Darcey defies the odds to walk again after rare disease paralysed her
PUBLISHED: 18:50 18 November 2018 | UPDATED: 17:03 20 November 2018
Step by step a brave 10-year-old learned to walk again after she was paralysed by an extremely rare disease.
Charlene Hayman suspected her daughter Darcey was just the latest in the family to be struck down by a winter bug last Christmas, as one by one her, her husband Dean, and son George had been sick.
But when Darcey woke up having vomitted and was unable to use her legs, the worried mother knew it was something more sinister.
“I was carrying her to the toilet,” Mrs Hayman, 39, said.
“So I rang the doctors and said someone needs to come out but they said that wasn’t possible I’d have to take her in the car and they’d meet us in the car park with a wheelchair.”
Mrs Hayman, of Valerian Rise, Thetford, was told Darcey had a severe urinary tract infection and to take her home to get a urine sample.
But not satisfied and sure there was something wrong with her little girl, she took her straight to A&E at West Suffolk Hospital instead.
It was at the outstanding-rated hospital where they were lucky to find a nurse who had previously worked at Addenbroke’s. She thought Darcey might have Guillain-Barré syndrome, a rare autoimmune disorder and she was rushed to the Cambridge specialist site.
Mrs Hayman said: “They scanned her spine and they couldn’t see any white matter.”
White matter acts as the wiring in the spine and carries information, it is through this messages pass between different areas of the nervous system.
“She had her brain scanned too and she had seven lesions to her brain,” she said.
A lesion is an area of area of tissue in the brain which has been damaged.
By that point, doctors knew Darcey did not have Guillain-Barré syndrome but instead a disease found in just eight people in every one million called acute disseminated encephalomyelitis (ADEM).
It meant Darcey’s immune system had become mis-programed and telling immune cells to attack the healthy covering of the nerves.
“We were told the reason they didn’t think it was ADEM at first is those patients usually come in in a coma,” Mrs Hayman said.
Darcey was placed on a huge dosage of intravenous steroids but there was no response in her legs so she was given a plasma exchange.
Until a few days later when Mrs Hayman was rushing back to the hospital after spending son time at home with Darcey’s 13-year-old brother.
She said: “She called me and said ‘mummy where are you? I’ve got good news’.
“But good news for Darcey then was that her favourite nurse was working.
“I walked in, and her feet would get really dry, so she asked me to put some cream on her feet and she started wiggling her toes and I started crying and slowly it all started to come back.”
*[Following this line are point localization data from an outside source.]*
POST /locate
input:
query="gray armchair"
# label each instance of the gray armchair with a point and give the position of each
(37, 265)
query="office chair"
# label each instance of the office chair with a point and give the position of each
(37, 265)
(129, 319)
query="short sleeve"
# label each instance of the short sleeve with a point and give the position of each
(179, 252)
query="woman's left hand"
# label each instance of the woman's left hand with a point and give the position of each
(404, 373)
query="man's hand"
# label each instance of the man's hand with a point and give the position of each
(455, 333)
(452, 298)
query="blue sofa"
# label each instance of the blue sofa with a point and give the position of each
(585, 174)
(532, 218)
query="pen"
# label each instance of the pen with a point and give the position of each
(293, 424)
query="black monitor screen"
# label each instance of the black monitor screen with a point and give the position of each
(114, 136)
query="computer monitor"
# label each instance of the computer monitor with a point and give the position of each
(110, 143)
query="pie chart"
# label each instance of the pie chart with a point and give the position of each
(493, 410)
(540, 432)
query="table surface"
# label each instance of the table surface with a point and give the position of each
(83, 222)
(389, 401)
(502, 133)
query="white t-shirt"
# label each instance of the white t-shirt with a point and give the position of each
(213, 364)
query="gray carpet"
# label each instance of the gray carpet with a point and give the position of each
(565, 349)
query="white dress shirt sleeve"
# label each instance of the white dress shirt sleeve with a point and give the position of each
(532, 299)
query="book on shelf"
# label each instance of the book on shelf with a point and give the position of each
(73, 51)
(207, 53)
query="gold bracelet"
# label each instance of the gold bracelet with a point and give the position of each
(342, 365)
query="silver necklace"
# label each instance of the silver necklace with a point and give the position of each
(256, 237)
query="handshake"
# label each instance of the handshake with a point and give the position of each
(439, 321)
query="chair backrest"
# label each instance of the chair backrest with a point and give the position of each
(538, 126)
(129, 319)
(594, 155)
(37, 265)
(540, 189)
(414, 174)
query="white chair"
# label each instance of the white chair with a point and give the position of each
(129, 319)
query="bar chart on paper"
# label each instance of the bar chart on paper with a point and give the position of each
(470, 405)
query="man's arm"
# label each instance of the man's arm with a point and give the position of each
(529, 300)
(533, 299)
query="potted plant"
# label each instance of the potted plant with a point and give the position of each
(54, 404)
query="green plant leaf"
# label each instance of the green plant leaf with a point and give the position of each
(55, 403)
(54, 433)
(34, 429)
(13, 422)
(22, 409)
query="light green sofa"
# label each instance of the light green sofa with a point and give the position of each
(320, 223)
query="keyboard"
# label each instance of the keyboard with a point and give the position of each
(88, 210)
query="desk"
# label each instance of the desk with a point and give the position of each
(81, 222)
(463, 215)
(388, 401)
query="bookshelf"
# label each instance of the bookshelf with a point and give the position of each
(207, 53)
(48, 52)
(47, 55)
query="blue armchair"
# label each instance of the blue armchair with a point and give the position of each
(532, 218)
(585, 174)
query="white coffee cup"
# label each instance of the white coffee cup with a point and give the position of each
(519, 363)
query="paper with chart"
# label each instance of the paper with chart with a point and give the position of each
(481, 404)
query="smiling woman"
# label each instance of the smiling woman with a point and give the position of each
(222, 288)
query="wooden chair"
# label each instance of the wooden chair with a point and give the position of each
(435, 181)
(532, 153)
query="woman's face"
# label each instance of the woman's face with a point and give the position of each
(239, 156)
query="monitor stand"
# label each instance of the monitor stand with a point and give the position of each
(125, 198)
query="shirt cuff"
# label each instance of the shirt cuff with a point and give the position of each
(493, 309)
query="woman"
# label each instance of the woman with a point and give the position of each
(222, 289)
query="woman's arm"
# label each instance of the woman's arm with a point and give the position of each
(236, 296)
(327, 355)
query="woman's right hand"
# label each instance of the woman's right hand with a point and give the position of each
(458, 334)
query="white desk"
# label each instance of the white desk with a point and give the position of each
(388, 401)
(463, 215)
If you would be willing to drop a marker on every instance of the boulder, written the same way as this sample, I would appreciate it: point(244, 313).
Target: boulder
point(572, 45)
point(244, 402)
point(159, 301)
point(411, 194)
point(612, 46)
The family spent eight weeks in Addenbrooke’s before being accepted for a place at the prestigious National Spinal Injuries Centre at Stoke Mandeville Hospital.
“She worked so hard, when we got there they said it would take three to six months but we got out in 10 weeks. She’s still building up muscle and there’s still a way to go but she’s learned to walk again. But this could have been so much worse.”
Along with her best friend Ellie Norry, Darcey managed a one-mile sponsored walk and managed to raised enough to buy toys and gifts for the play rooms at Addenbrooke’s and Stoke Mandeville. Plus a TV for one of the wards.
“I tell her every day how amazing she is,” Mrs Hayman said. “We often go through the what ifs, what if I could have got to the hospital quicker? But I couldn’t have really. What if I’d have gone home and listened and not taken her to the hospital?”
Darcey’s battle is not completely over, as she was also diagnosed with a condition called Aanti MOG positive, meaning she could easily relapse and leaving her parents on constant high alert.
And she still has to use a catheter to use the toilet.
But Mrs Hayman said Darcey could not have coped without her friend Ellie.
“They’ve been friends since they were born, she’s the only one Darcey will let stay over. She’s been a great support.”